To actually return your freed memory to the OS, you can call _heapmin. I would think that this would make a future large allocation more likely to succeed, but it would all depend on memory fragmentation, and perhaps heapmin already gets called if an allocation fails (?), I'm not sure. There would also be a performance hit since heapmin would release the memory (taking time) and malloc would then need to re-allocate it from the OS when needed again. This information is for Windows/32 XP, your mileage may vary.
UPDATE: In my testing, heapmin did absolutely nothing. And the malloc heap is only used for blocks that are less than 512kb. Even if there are MBs of contiguous free space in the malloc heap, it will not use it for requests over 512kb.
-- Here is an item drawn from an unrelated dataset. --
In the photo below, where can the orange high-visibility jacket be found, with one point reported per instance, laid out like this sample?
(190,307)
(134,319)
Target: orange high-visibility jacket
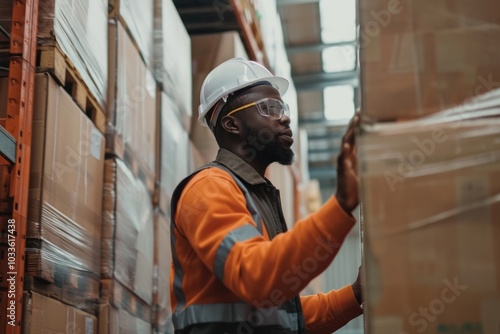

In my case, this freed, unused, yet reserved malloc memory chewed up huge parts of my process' 2GB address space, eventually leading to memory allocation failures. And since heapmin doesn't return the memory to the OS, I haven't found any solution to this problem, other than restarting my process or writing my own memory manager.
Whenever a thread is created in your application a certain (configurable) amount of memory will be reserved in the address space for the call stack of the thread. There's no need to commit all the reserved memory unless your thread is actually going to need all of that memory. So only a portion needs to be committed.
If more than the committed amount of memory is required, it will be possible to obtain more system memory.
The practical consideration is that the reserved memory is a hard limit on the stack size that reduces address space available to the application. However, by only committing a portion of the reserve, we don't have to consume the same amount of memory from the system until needed.
Therefore it is possible for each thread to have a portion of reserved uncommitted memory. I'm unsure what the page type will be in those cases.
Could they be the DLLs loaded into your process? DLLs (and the executable) are memory mapped into the process address space. I believe this initially just reserves space. The space is backed by the files themselves (at least initially) rather than the pagefile.
Only the code that's actually touched gets paged in. If I understand the terminology correctly, that's when it's committed.
You could confirm this by running your application in a debugger and looking at the modules that are loaded and comparing their locations and sizes to what you see in VMMap.